Despite being hot, sweaty, and generally miserable, we explored the area to the south of Little Baldy. I hiked this area twice with Bill, Dolores, and Maggie last month, but had not hiked it with Michelle, so it was nice to see things from her perspective. Of course, being so hot, she just wanted shade. Not a lot of that to be had around Little Baldy until you reach the north side of the mountain. We slowly worked our way to the west side of Little Baldy and came upon two turkeys out for a Sunday stroll.
Once we reached the north side of the mountain, we headed down toward the woods that separate Camp Doris from Little Baldy. The shade was definitely welcomed, although it was short-lived as the wooded area eventually emerges into the open on the south side of Quanah Parker Lake.
We reached the car after an hour and a half of exploring, and I cranked up the A/C. It was only 10 am, so we grabbed the snack that smiles back and took a drive through the Refuge. As we approached Camp Doris, there was a car stopped on the opposite side of the road. We quickly found the reason for their stop was four beautiful deer grazing along the side of the road. This was the high point of the morning for me!
When we drive through the Refuge, we usually check out certain areas each time. We followed part of the usual pattern today and drove through the Sunset Picnic Area parking lot, then down Indiahoma Road to Post Oak Lake and back again. When we passed Bat Cave Mountain, there were multiple Fish and Wildlife vehicles parked in the turnout. Michelle saw several hikers on the mountain as they were heading to a remote site to get rid of graffiti. I will honestly never understand why people do things like that. Fortunately, they found a spray paint can that the idiots left behind and there are apparently fingerprints in the paint. Hope they are caught!
Of course, no visit to the Refuge is complete without a stop at the visitor center for a visit with Donna and Randy. While there, we also take advantage of the facilities, check out the latest art exhibit, and check the Nature Store for new shirt arrivals. They have so many great shirts lately, but I seriously need a third job to pay for all of them! After a good visit, we headed home safe in the knowledge that there was a nap in the future for each of us. That sun really zaps the energy out of you!

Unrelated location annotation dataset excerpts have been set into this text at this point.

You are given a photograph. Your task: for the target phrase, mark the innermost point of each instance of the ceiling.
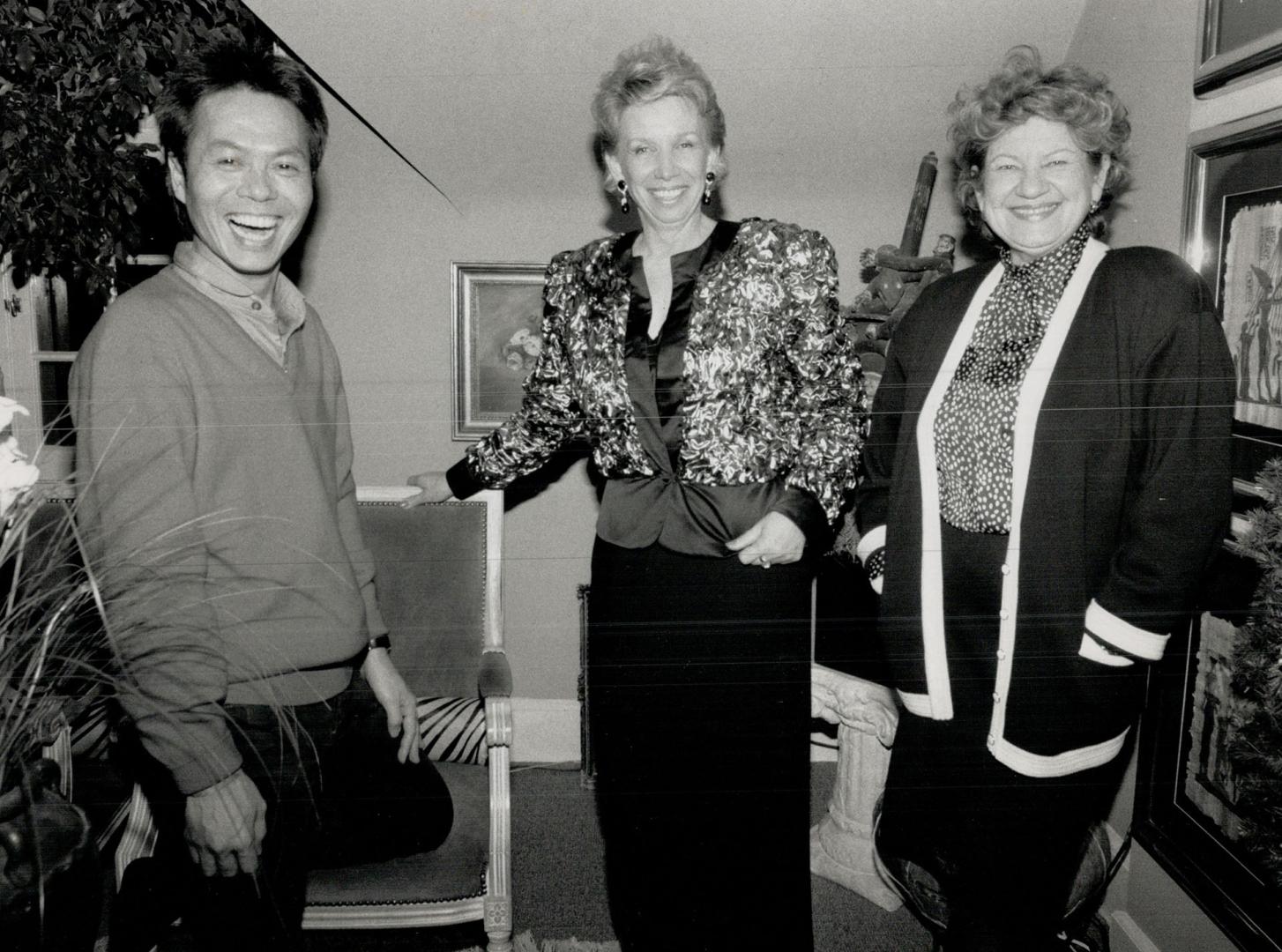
(482, 95)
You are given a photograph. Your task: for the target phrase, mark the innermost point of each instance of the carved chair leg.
(841, 844)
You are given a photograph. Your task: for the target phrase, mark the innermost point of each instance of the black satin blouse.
(683, 517)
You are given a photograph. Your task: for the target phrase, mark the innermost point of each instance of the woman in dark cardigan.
(1045, 482)
(704, 363)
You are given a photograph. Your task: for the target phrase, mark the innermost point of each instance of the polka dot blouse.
(976, 426)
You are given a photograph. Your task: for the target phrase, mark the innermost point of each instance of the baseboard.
(545, 731)
(1129, 933)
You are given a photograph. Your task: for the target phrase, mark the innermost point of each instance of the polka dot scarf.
(976, 426)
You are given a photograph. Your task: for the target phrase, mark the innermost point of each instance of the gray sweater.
(218, 505)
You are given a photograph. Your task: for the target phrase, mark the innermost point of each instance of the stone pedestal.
(841, 844)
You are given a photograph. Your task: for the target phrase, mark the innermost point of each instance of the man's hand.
(226, 824)
(432, 487)
(397, 698)
(774, 539)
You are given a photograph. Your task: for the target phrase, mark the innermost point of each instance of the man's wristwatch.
(378, 641)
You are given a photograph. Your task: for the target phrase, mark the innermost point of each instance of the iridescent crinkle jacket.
(773, 387)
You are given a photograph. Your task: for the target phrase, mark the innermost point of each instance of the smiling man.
(217, 499)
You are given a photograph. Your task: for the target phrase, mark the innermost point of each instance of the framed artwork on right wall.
(1194, 807)
(1234, 239)
(1239, 37)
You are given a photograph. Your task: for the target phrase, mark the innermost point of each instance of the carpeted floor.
(558, 884)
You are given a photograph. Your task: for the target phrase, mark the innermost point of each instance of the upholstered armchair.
(438, 588)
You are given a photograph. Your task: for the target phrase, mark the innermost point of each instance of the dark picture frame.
(1234, 239)
(1239, 37)
(1186, 800)
(1185, 810)
(497, 310)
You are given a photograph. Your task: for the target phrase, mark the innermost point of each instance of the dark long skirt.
(1004, 846)
(699, 674)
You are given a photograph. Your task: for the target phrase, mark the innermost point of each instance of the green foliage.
(76, 76)
(1256, 750)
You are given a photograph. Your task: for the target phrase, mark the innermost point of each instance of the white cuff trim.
(1092, 651)
(1061, 764)
(1123, 636)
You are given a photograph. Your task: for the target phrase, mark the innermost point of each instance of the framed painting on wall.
(1188, 802)
(1234, 239)
(497, 310)
(1239, 37)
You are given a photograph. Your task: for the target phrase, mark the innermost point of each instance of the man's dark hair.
(229, 63)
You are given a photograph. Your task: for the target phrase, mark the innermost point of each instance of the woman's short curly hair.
(1022, 89)
(647, 72)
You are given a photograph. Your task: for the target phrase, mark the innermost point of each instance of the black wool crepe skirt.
(1005, 847)
(699, 680)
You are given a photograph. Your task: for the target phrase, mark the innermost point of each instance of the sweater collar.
(286, 310)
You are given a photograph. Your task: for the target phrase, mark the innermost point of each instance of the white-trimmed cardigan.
(1121, 496)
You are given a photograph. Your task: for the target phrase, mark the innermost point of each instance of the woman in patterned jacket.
(705, 364)
(1047, 480)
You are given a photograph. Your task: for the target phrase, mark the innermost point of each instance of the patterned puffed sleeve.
(830, 401)
(549, 415)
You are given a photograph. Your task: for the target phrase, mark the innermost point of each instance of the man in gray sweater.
(218, 503)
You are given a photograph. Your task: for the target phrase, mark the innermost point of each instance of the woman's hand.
(774, 539)
(432, 487)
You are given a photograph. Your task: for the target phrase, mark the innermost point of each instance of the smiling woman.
(704, 361)
(1047, 477)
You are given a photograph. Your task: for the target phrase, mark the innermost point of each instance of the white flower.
(16, 474)
(8, 407)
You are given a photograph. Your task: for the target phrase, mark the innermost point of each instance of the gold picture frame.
(497, 310)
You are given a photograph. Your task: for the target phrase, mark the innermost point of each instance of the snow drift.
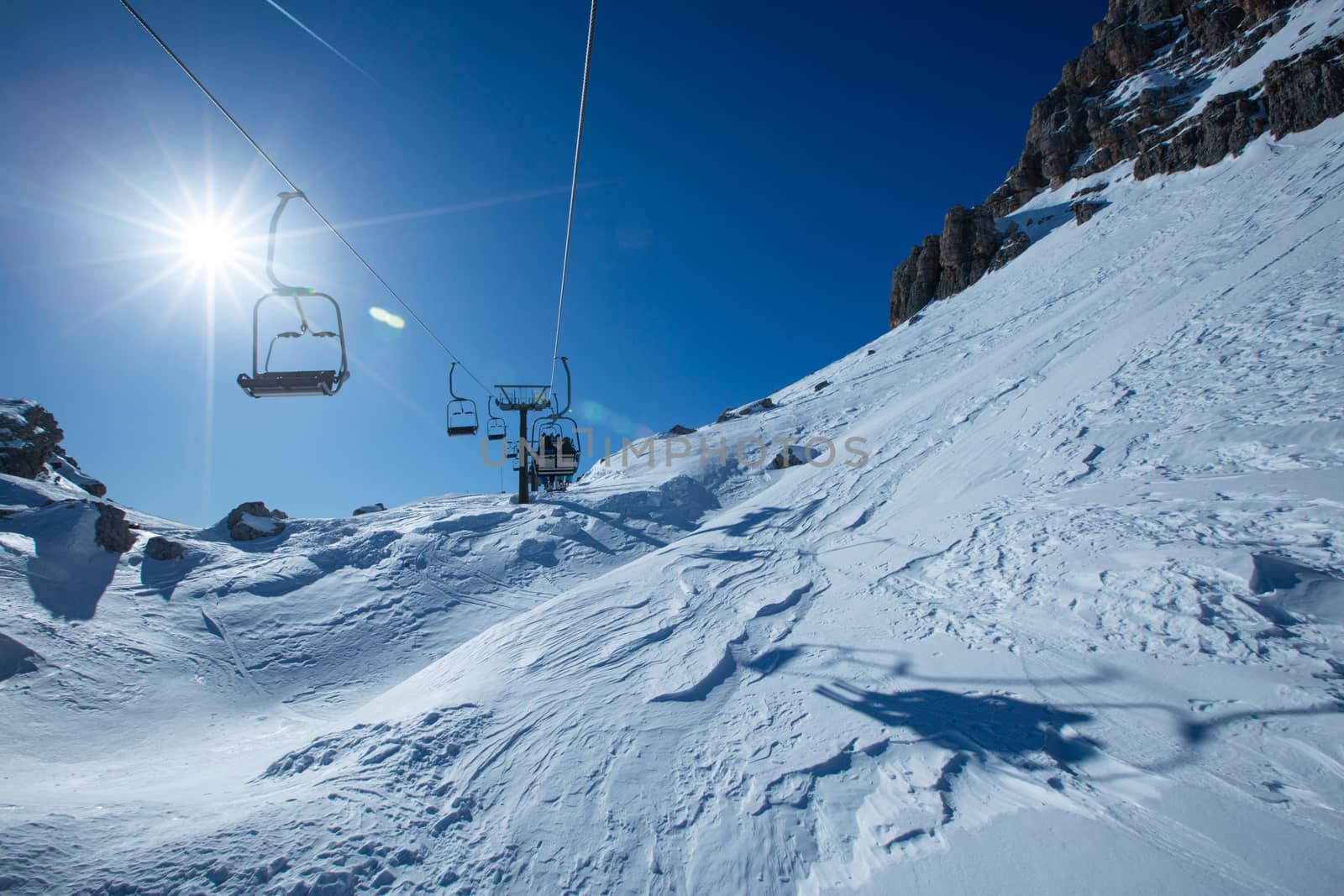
(1073, 626)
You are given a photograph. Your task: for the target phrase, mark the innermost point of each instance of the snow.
(1308, 24)
(1073, 627)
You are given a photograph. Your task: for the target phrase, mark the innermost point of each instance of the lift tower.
(523, 399)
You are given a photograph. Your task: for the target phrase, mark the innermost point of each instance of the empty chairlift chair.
(268, 383)
(495, 426)
(461, 411)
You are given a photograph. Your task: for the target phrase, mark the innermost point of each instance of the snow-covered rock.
(253, 520)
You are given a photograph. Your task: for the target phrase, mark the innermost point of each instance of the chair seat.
(291, 383)
(557, 465)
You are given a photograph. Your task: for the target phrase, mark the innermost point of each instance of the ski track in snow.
(1018, 652)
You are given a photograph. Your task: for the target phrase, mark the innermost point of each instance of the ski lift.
(557, 446)
(495, 427)
(461, 411)
(268, 383)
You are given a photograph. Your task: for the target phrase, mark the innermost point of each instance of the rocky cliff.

The change of seasons is not always easy or welcome, but it’s inevitable. Each season on the Refuge brings something different, and each season means something different to the people who hike there. Some people love to hike in the heat, while others prefer hiking in the cold. Personally, Spring is my favorite. The temperatures are perfect and the wildflowers are vibrant and plentiful. Babies are being born and starting to explore their new world. Following their own paths, or at least the paths that their parents choose for them until they are old enough to choose their own path. To each his own and isn’t that one of the things that makes life great?! See you on the trail, but please hurry up and get here Autumn!